In the postwar era, we started accumulating a sizeable amount of debt, and we shifted manufacturing overseas. Everyone claimed the service economy would make up for this massive economic transformation. Now, service jobs are shifting overseas as well. Exactly what will people do for a living in the next twenty years in this country? The destruction of the middle class is problematic for everyone.

Last July the Teamsters, SEIU, and others announced a split from the AFL-CIO because no one could agree on the vision for their partnership. The Teamsters even said they would consider backing a Republican because they want to follow a more bipartisan effort. The split was troubling because it further weakened the labor movement. And that means our society is further weakened.

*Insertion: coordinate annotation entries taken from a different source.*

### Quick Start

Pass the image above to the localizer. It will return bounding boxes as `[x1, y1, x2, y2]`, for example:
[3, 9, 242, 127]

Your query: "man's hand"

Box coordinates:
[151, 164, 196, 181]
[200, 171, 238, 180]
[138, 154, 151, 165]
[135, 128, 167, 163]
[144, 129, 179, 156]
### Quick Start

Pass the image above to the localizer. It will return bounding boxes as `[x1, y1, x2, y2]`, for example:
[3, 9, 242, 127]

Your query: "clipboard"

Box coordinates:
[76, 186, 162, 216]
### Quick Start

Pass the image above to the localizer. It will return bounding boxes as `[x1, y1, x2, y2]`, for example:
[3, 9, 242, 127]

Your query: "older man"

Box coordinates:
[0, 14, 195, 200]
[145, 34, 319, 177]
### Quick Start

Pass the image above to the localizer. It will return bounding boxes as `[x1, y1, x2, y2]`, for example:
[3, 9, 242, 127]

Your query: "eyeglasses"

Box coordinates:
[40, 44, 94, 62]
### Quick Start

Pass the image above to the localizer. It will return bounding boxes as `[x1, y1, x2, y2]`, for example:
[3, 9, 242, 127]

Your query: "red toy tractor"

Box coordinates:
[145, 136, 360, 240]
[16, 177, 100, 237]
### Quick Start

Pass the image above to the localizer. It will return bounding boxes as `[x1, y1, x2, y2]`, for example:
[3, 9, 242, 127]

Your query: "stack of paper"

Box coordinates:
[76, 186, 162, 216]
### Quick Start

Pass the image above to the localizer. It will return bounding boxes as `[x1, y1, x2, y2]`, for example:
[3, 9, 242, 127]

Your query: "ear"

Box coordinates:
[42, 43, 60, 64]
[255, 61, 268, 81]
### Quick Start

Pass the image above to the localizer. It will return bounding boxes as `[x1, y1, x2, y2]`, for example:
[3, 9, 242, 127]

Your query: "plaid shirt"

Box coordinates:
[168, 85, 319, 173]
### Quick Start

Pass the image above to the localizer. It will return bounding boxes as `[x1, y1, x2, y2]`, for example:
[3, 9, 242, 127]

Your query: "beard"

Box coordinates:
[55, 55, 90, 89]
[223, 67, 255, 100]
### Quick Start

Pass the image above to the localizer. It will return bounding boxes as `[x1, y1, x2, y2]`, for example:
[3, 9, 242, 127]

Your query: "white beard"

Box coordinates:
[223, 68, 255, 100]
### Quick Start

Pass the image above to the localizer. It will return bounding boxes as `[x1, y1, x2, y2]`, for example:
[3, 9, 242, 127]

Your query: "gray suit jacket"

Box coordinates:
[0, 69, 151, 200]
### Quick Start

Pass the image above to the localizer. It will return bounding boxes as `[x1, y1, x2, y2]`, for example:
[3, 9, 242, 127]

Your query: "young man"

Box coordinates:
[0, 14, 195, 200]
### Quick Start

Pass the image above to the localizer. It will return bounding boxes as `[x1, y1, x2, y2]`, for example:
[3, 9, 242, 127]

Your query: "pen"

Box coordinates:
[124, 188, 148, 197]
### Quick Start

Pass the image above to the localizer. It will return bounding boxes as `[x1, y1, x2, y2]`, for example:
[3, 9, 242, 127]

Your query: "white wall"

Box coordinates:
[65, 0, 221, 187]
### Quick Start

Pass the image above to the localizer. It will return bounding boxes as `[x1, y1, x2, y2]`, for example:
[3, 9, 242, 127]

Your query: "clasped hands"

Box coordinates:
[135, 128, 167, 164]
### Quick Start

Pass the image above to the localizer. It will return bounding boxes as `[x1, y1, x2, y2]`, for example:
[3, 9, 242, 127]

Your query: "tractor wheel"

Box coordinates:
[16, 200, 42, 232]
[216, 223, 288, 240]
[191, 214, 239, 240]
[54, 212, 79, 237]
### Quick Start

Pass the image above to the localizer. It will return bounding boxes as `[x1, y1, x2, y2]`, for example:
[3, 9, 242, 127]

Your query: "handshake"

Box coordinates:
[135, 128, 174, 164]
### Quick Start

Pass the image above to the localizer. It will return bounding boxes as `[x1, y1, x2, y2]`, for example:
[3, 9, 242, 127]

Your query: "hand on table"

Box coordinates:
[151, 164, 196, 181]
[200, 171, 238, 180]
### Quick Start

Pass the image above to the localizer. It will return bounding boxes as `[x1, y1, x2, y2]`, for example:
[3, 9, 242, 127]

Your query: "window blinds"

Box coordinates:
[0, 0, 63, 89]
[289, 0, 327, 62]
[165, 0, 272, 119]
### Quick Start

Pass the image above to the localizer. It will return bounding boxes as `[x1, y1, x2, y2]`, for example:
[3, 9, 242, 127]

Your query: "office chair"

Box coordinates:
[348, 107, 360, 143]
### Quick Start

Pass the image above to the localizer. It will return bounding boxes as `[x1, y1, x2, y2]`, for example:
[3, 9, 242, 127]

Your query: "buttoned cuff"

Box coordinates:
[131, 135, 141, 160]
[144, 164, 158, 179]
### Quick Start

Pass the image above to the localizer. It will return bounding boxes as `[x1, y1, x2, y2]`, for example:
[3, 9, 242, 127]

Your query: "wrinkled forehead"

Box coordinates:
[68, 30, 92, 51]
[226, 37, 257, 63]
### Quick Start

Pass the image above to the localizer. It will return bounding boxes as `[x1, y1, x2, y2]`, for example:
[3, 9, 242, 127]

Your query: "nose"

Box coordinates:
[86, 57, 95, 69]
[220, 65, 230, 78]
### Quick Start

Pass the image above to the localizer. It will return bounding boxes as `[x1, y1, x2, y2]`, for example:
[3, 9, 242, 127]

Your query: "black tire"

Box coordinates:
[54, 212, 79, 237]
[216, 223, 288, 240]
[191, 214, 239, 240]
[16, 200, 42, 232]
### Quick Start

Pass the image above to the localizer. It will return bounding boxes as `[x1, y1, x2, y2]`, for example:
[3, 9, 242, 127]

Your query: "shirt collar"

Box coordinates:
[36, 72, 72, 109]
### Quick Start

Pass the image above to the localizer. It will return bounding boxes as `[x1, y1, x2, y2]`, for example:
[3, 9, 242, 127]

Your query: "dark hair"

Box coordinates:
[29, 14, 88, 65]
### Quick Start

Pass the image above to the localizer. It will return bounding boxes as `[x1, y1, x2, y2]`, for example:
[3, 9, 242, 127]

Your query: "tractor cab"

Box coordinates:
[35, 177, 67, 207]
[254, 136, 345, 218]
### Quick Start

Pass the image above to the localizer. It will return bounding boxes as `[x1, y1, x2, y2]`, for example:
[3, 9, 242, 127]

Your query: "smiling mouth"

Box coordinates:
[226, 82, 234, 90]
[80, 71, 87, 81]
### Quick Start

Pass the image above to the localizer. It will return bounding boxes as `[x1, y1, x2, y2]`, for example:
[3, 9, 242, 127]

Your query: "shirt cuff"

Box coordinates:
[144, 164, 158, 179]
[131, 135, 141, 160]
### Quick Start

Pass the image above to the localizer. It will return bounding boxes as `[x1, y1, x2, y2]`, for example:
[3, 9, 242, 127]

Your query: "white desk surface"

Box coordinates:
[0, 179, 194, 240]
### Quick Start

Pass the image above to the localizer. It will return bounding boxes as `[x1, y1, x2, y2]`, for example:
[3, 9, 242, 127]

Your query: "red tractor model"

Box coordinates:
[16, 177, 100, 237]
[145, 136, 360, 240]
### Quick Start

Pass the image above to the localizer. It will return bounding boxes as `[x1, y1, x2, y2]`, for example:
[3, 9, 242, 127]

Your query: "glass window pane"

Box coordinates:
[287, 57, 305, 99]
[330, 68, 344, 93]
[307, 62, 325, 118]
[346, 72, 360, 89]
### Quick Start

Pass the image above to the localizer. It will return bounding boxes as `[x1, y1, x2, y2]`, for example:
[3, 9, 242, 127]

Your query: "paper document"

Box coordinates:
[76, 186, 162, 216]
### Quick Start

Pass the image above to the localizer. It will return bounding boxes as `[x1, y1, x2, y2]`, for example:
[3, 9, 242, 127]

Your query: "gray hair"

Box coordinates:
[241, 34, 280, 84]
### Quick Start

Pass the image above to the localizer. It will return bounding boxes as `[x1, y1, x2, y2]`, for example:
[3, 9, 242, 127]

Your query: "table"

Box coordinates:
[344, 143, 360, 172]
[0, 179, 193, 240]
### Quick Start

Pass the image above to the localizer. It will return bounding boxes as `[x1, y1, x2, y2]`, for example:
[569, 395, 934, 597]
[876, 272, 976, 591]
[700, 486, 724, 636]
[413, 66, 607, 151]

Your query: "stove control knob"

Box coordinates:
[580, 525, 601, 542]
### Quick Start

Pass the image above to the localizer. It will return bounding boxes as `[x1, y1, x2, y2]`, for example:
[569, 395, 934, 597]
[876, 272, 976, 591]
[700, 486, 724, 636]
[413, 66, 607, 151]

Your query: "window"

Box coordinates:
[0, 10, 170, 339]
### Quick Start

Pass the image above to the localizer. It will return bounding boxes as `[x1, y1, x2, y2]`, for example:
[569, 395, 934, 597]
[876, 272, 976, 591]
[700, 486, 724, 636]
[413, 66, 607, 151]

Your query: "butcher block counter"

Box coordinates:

A lot of people, especially professionals and small business owners, have a poor opinion of unions. They feel that unions prevent meaningful civil service reform from taking place. They feel that historically, Democratic politicians have been forced to acquiesce to Labor demands, in order to gain valuable endorsements and for fundraising purposes. They feel that collective bargaining agreements hamstring employers and the government by driving costs to unbearable levels. Perhaps, there is something to these allegations. Perhaps what some call Big Labor has contributed to this negative image. Perhaps collaboration on civil service reform, which is in progress, is the most direct path to resolution. The stark truth is that unions are absolutely necessary and must become more viable if we are to get our nation back on track, because unions are the only reason we still have a middle class.

Unions built America. Unions brought safer working conditions. Unions won decent wages that raised generations. It's no accident that the decline of unions over the past fifty years has coincided with the apparent genocide of the middle class. Multinationals declared war on unions because it makes for better profits to send jobs overseas. This is a short-sighted and failed approach, economically speaking. With no middle class, there will be no consumer class. If multinationals won't come to support unions for humane reasons, perhaps they will to protect their long-term future.

How do we increase union membership to 1955 levels? We have to go to the largest employers. As consumers, we must ask multinational corporations such as Wal-Mart and Starbucks to stop unlawfully discouraging union membership. There is actually a Starbucks Workers Union, an IWW affiliate, although it is not currently NLRB-certified. New York City has seen a lot of activity with this union. At 42% insured, Starbucks actually has a lower percentage of workers with health insurance than Wal-Mart's 47%. To avoid potential threats of employer-mandated health coverage, Starbucks only employs 20% of workers as full-time employees. The rest are part-time employees with no guarantee of a regular schedule. This is a practice (common to employers in communities where employer-mandated coverage is the law, by the way) that unions could address.

Wal-Mart, obviously, is a different animal. Much has been written about Wal-Mart's opposition to unions. Consider that Wal-Mart purchased the domain name www.unionizewalmart.com, and it's registered to headquarters in Arkansas, but there's no website in existence promoting union membership in its stores. Wal-Mart won't even spring for the extra $10 per year to hide the WHOIS information on Network Solutions' website. Another brilliant public relations move!

Corporate America has become quite clever at blaming unions for its problems. Some commentators blame unions for the implosion of the airline and auto industries. But it is a stunning lack of innovation and, in the auto industry's case, a long and unholy alliance with Big Oil, that has caused these industries to fail. Making life more difficult for unions might help multinationals with their profits, but it won't rebuild the middle class. America needs a new industry, and a strong union base for support. It is the only way we will be able to rebuild ourselves from the inside out.